Awake founder Shannon Adcock has said she's helping teach get-out-the-vote efforts and other campaign tactics to more than 75 school board candidates in Illinois.

While Adcock declined to be interviewed for this story, Awake issued a lengthy statement that, in part, said Pritzker's $500,000 donation shows he and the Democratic Party "are obviously running scared."

"The civil rights movement of our time is undeniably the issue of education, and it's disappointing to see the Illinois nonpartisan school board elections become so politicized," the statement reads.

As for being labeled extremists by some Democrats, Awake officials said the accusation says more about the accusers than the organization.

"If supporting academic excellence, equality in schools, children's innocence, parental rights and lower property taxes makes us 'extreme,' then so be it," the group said in its statement.

While the Illinois Republican Party hasn't reported receiving any donation comparable to Pritzker's check to the Democrats, the Kane County Republican Party has launched a fundraising and get-out-the-vote effort.

"(Pritzker's donation) is a clear effort to radically transform our local public schools," Chairman Andro Lerario said in a public fundraising plea. "That's why the Kane County Republican Party is responding with a plan to motivate residents (who) reject Pritzker's ideological power grab to not sit this election out."

Lerario identified Elgin Area School District U-46, Algonquin-based Community Unit District 300 and St. Charles Unit District 303 among the districts Republicans "can help defend."

District 300 candidate Connie Cain said she hasn't seen signs of Pritzker's influence in her race. But she believes her 2022 run for state representative in the 66th District as a Republican - as well as past campaign support from Republican megadonor Elizabeth Uihlein - could make her a target of Democrats' spending.

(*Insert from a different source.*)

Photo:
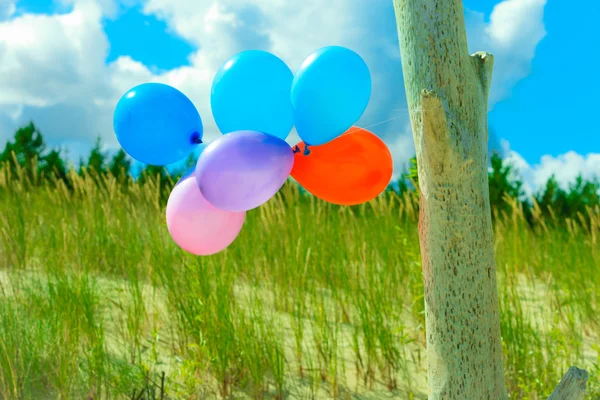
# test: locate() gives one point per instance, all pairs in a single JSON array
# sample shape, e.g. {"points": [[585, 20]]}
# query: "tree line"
{"points": [[27, 155]]}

"It's supposed to be a nonpartisan race," Cain said.

Mark Cramer, running for reelection to the Palatine-Schaumburg High School District 211 board, is one of four candidates endorsed by the local conservative group Citizens for Kids Education (C4KE). He also received a $6,000 donation from Richard Uihlein last year, and another $6,000 this year from Palatine Township GOP leader David Prichard.

"Those two folks believe what I believe in," Cramer said. "They think I'm a pretty good school board candidate."

Cramer noted that four other candidates in the race - incumbents Kimberly Cavill and Steven Rosenblum along with challengers Michelle Barron and Jane Russell - are being endorsed by the District 211 teachers union and are beneficiaries of a local political action committee called Palatine Supports Public Schools.

Susan Saam, another candidate endorsed by C4KE, has received a $2,000 donation from Prichard. But incumbent Peter Dombrowski and challenger Barbara Velez, who also are endorsed by the conservative group, have reported no significant financial donations.

Cramer said receiving support from Richard Uihlein may make him a target of the Pritzker money, but he has yet to see any evidence of its influence in the District 211 race.

"Pritzker is trying to define any Republican as a radical right-winger," Cramer said. "He wants to drive the wedge. He wants this culture war to continue."